El otro día me tocó llevar a mis padres al médico. Una revisión rutinaria del cáncer que tiene mi madre. Volviendo con ellos en el coche, mi padre me comentó que mi hermana quería cambiar de lugar de prácticas. Mi hermana tiene 44 años y una discapacidad intelectual, y a pesar de ello se ha sacado un Grado Medio de Administrativo, del cual le queda por hacer las prácticas. Mi padre me contó que mi hermana no podía más, que su tutora de prácticas le había acusado de no haber hecho la FP, y que estaba segura, porque ella había sido profesora. Además, le increpaba con comentarios como: “¿pero qué te pasa, que andas tan raro?, ¿por qué eres tan lenta?, me haces perder dinero, eres corta, qué pocas luces tienes, cántame el abecedario, los números y los meses del año…”.

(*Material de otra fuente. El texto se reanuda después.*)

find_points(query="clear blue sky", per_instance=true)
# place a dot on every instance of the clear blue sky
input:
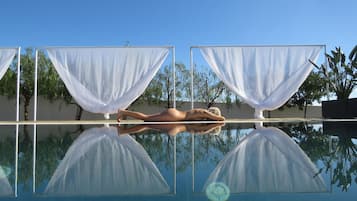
(181, 23)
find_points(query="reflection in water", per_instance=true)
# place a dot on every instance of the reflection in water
(101, 162)
(174, 129)
(267, 160)
(5, 187)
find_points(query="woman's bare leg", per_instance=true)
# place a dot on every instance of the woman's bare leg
(126, 113)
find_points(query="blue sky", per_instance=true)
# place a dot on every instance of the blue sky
(181, 23)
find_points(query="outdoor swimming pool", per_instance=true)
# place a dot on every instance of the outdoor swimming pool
(238, 161)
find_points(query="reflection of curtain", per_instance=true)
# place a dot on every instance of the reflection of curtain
(5, 187)
(267, 160)
(263, 77)
(6, 57)
(101, 162)
(102, 80)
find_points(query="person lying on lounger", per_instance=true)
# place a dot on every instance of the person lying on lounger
(172, 114)
(172, 129)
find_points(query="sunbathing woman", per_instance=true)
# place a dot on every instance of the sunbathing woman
(172, 114)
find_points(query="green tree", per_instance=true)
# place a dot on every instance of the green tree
(51, 86)
(8, 81)
(161, 87)
(209, 88)
(27, 80)
(339, 75)
(313, 89)
(181, 83)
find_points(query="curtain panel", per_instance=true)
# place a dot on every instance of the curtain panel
(6, 57)
(263, 77)
(102, 80)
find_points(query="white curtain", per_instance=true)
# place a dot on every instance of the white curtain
(267, 160)
(103, 162)
(6, 57)
(102, 80)
(264, 77)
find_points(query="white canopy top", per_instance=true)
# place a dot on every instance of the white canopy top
(264, 77)
(102, 80)
(6, 57)
(100, 162)
(267, 160)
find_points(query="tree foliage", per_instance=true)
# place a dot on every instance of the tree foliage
(339, 74)
(313, 89)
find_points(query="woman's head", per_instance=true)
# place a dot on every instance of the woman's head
(215, 110)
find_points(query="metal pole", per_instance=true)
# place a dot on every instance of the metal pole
(18, 85)
(174, 75)
(327, 86)
(175, 165)
(213, 46)
(193, 162)
(16, 158)
(191, 64)
(35, 127)
(35, 90)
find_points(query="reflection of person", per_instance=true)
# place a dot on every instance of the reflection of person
(172, 114)
(173, 129)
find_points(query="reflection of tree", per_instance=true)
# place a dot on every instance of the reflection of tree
(159, 146)
(7, 156)
(50, 152)
(314, 143)
(215, 146)
(341, 160)
(25, 158)
(343, 163)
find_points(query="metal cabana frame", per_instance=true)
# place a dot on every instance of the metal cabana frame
(192, 68)
(17, 113)
(172, 48)
(208, 46)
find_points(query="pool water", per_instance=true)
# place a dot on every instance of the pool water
(279, 161)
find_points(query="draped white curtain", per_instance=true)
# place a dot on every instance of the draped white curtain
(102, 80)
(6, 57)
(267, 160)
(264, 77)
(103, 162)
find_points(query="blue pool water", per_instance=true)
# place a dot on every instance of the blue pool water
(280, 161)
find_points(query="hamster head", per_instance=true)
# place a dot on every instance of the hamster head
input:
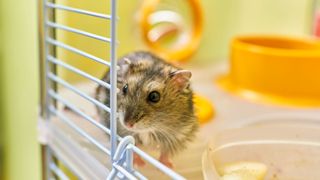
(153, 94)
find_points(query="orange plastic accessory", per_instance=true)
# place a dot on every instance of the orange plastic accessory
(203, 109)
(275, 69)
(184, 50)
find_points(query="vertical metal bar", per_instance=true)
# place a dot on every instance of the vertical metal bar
(45, 84)
(113, 80)
(129, 159)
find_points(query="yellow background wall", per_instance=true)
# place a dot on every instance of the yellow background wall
(19, 56)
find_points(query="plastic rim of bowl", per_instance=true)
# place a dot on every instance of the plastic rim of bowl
(185, 50)
(274, 70)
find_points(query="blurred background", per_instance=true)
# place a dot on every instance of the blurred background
(19, 57)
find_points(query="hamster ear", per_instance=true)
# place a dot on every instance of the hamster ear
(180, 78)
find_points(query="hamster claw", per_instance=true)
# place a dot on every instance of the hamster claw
(138, 161)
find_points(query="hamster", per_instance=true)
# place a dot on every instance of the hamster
(155, 99)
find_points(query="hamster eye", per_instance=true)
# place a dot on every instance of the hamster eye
(125, 89)
(154, 96)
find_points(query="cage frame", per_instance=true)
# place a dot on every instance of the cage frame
(122, 149)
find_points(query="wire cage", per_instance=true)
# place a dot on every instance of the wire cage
(59, 147)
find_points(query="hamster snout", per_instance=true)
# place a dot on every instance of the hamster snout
(131, 117)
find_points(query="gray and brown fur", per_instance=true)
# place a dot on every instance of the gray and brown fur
(169, 124)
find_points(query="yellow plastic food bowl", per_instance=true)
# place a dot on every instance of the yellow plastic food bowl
(274, 69)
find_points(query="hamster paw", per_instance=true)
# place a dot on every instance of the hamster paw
(164, 159)
(138, 161)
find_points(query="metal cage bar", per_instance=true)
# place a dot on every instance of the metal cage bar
(76, 10)
(77, 51)
(121, 149)
(78, 71)
(113, 79)
(77, 31)
(77, 91)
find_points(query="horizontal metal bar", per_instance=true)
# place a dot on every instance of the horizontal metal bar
(79, 130)
(77, 31)
(76, 10)
(78, 71)
(77, 111)
(124, 172)
(54, 168)
(139, 175)
(77, 51)
(156, 163)
(77, 91)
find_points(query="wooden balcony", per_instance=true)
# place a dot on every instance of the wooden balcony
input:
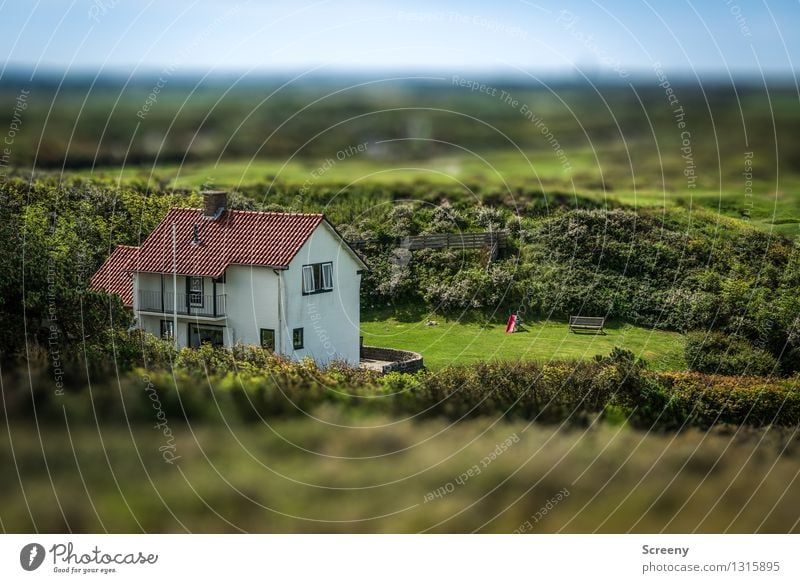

Una enorme sensación de tristeza, rabia e impotencia se apoderó de mí y como profesional de la educación, sentí un gran dolor por mi hermana y todas esas personas que, por desgracia, viven con limitaciones derivadas de su discapacidad. ¡Qué pena que todo el trabajo que realizamos en los centros educativos en pos del respeto y la inclusión caiga en saco roto y sea un total espejismo, al incorporarse al mundo laboral a una realidad que dista mucho de respetar a las personas y de ser inclusiva!

Alguien podría decir: “No es para tanto. La vida es dura y todos tenemos que espabilar”. Sí, sí es para tanto. Vivir en ambientes de miedo y maltrato puede producir serios problemas de salud física y mental. La vida ya es dura para ellos y ellas, que tienen que luchar el doble que las personas que no tenemos una discapacidad. 

Me cuesta creer que en estos tiempos tengamos que vivir este trato denigrante. Y más, viniendo de una persona que dice haber sido profesora. Total falta de empatía. Indignante.